News from Nov 23, 2016
How is it possible that there is still no final storage facility in the entire world for highly radioactive waste from nuclear power stations? How is it possible that electricity has been generated by industrial-scale nuclear installations for decades without the issue of the disposal of nuclear waste having been resolved? The events in Chernobyl in 1986 and Fukushima in 2011 have made it blatantly obvious how risky this technology is and how important it is to keep humans and the environment at a safe distance from radioactivity.

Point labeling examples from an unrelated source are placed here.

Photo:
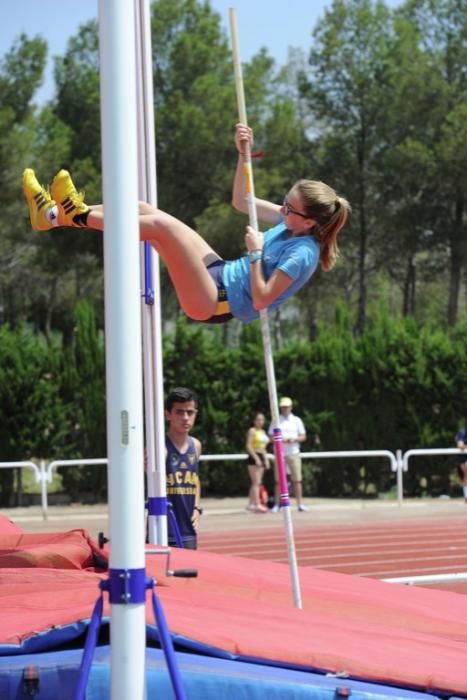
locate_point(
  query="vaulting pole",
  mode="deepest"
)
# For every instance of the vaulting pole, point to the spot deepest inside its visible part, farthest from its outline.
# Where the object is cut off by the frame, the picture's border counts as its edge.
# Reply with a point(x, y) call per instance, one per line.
point(268, 358)
point(127, 590)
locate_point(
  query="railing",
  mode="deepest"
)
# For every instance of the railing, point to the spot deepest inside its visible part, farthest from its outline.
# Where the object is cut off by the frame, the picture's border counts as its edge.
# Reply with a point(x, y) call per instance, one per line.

This anthology examines the technological, political, social and economic dimensions of the permanent disposal of nuclear waste. It provides an insight into the emergence of the problem and the people involved and their interests. It describes and analyses the changes that are taking place in Germany (for instance, in relation to the government’s commission on nuclear repositories) and other countries with regard to how they handle nuclear waste. The book deals with both questions related to socio-technical aspects of the permanent disposal of nuclear waste and calls for the democratic need for participation and new ways of doing so, without which the search for a permanent disposal site will not bear fruit.
This anthology presents a comprehensive discussion of the disposal of nuclear waste and the search for a permanent repository for it. Not only will students and teachers find it extremely useful, but so will any readers who are interested in its subject matter and wish to gain a more in-depth insight into it.